Page:Revue des Deux Mondes - 1894 - tome 124.djvu/923

Le texte de cette page a été corrigé et est conforme au fac-similé.

engrais dans la faiblesse des rendemens de l’ensemble de notre pays, puisque d’immenses étendues en sont privées ; et pour apprécier la valeur des matières fertilisantes nouvellement introduites, il faut concentrer son attention sur les régions où elles sont régulièrement utilisées.

Quand il y a trente ans les expériences de laboratoire eurent démontré l’influence qu’exercent sur la végétation le sulfate d’ammoniaque, le nitrate de soude, les superphosphates, le chlorure de potassium, il y eut un mouvement d’enthousiasme ; la parole ardente de M. Georges Ville suscita les plus brillantes espérances ; on crut que les engrais chimiques allaient profondément modifier notre système de culture… Il fallut en rabattre ; après des succès pompeusement annoncés, on enregistra de fréquens mécomptes, et l’expérience longtemps prolongée montra que la fumure aux engrais chimiques n’est pas plus efficace que celle au fumier de ferme.
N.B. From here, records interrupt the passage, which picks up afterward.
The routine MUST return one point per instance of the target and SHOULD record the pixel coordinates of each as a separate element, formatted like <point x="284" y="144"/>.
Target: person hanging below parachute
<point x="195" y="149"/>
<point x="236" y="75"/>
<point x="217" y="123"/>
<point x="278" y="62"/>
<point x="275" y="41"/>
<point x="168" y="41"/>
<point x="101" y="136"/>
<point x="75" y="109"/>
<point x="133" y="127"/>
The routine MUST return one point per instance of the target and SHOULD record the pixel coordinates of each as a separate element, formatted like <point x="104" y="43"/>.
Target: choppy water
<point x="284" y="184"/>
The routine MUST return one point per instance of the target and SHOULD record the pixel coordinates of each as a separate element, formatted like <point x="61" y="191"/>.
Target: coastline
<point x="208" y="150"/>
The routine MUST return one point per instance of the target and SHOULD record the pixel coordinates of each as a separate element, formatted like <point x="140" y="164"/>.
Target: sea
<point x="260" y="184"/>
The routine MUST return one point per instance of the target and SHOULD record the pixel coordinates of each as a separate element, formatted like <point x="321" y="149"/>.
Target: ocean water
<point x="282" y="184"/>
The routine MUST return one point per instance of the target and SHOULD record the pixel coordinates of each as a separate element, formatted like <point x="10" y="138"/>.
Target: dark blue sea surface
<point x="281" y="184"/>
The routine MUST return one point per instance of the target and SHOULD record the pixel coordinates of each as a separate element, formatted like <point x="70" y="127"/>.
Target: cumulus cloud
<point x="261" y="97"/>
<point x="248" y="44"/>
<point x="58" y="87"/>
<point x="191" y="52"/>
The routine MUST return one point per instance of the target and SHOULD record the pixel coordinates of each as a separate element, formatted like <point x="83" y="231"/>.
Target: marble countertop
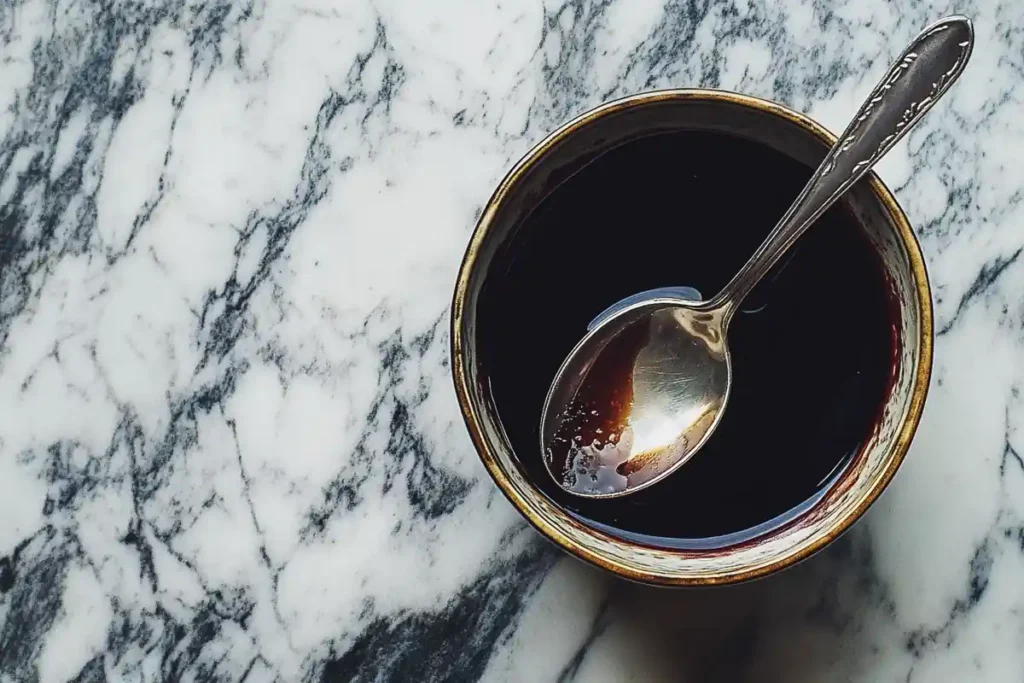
<point x="229" y="445"/>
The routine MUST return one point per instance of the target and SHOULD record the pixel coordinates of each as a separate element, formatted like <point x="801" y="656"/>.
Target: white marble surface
<point x="229" y="446"/>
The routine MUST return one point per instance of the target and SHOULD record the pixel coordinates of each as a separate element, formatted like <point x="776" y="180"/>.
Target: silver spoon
<point x="670" y="347"/>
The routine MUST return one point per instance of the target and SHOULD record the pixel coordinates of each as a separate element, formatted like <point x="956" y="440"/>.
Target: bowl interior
<point x="564" y="154"/>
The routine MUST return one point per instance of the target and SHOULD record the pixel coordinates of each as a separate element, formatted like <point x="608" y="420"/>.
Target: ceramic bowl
<point x="558" y="157"/>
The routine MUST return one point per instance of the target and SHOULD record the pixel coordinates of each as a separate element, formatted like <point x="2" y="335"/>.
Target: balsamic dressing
<point x="812" y="346"/>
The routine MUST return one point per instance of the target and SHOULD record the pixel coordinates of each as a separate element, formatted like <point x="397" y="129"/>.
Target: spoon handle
<point x="915" y="81"/>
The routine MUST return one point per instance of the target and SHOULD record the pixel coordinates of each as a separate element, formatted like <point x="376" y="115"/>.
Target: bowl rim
<point x="471" y="417"/>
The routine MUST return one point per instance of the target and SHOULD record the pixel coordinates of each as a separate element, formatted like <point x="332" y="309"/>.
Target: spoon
<point x="654" y="369"/>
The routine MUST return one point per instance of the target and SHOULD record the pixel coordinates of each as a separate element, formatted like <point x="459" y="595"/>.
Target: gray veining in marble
<point x="229" y="446"/>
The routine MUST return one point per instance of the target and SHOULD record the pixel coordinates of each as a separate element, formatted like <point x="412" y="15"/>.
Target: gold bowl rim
<point x="900" y="444"/>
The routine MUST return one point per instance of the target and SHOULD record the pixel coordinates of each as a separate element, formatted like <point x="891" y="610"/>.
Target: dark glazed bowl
<point x="568" y="150"/>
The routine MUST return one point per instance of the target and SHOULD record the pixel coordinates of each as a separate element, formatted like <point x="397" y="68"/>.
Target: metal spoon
<point x="672" y="349"/>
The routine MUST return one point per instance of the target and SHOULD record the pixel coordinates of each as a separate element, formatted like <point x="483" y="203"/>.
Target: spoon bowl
<point x="644" y="389"/>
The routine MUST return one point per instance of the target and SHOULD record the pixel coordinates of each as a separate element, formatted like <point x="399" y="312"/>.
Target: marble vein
<point x="229" y="449"/>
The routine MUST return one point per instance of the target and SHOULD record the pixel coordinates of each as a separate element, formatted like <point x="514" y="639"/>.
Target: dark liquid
<point x="812" y="346"/>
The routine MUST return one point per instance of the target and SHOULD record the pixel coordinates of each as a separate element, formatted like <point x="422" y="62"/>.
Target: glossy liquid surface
<point x="812" y="346"/>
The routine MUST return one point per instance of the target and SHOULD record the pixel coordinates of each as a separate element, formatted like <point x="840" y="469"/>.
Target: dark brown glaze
<point x="813" y="346"/>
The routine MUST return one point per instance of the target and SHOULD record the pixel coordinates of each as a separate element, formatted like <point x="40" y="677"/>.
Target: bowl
<point x="563" y="154"/>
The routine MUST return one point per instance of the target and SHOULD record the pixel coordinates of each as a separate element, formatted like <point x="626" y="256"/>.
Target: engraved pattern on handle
<point x="910" y="87"/>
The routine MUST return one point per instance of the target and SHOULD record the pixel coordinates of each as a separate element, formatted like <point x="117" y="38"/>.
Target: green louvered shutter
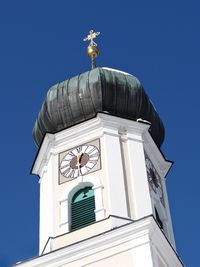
<point x="158" y="219"/>
<point x="82" y="208"/>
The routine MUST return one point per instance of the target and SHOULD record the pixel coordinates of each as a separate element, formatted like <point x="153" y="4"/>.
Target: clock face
<point x="154" y="179"/>
<point x="79" y="161"/>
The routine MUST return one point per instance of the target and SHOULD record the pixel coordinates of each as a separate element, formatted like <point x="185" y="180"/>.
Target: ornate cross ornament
<point x="92" y="49"/>
<point x="92" y="35"/>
Les exemples abondent : sir J.-B. Lawes et sir II. Gilbert ont maintenu pendant plus de quarante ans la culture du blé sur la même pièce dans le domaine de Rothamsted : les parcelles qui ont reçu chaque année du fumier de ferme ont fourni en moyenne 30 hectolitres de grain comme celles qui ont reçu un engrais composé de nitrate de soude, de superphosphates, de sulfates de potasse et de magnésie.

Sur les terres légères comme celles de Grignon, la fumure aux engrais chimiques sans fumier ne donne que de faibles récoltes de betteraves ; en 1887, j’obtenais 38 tonnes de betterave à sucre à l’hectare avec du fumier, 18 avec des engrais chimiques ; en 1888, les différences sont moindres, mais dans le même sens, 42 tonnes avec le fumier, 25 avec les engrais chimiques.

Sur les pommes de terre, les engrais chimiques sont plus avantageux ; mais, quoi qu’il en soit, leur efficacité n’est pas telle qu’on puisse avantageusement substituer à la vieille culture, s’appuyant sur la production du fumier, de nouvelles méthodes basées exclusivement sur l’emploi des engrais chimiques.

Parfois même cette substitution est désastreuse ; les terres privées de fumier mais additionnées de nitrate de soude, de superphosphates, de sels de potasse, changent de nature physique, elles deviennent dures, les argiles se lissent, forment des mottes irréductibles, les travaux ne peuvent plus s’exécuter ; plusieurs des parcelles de mon champ d’expériences de Grignon ont été stérilisées pendant plusieurs années par l’application de fortes doses de sulfate d’ammoniaque.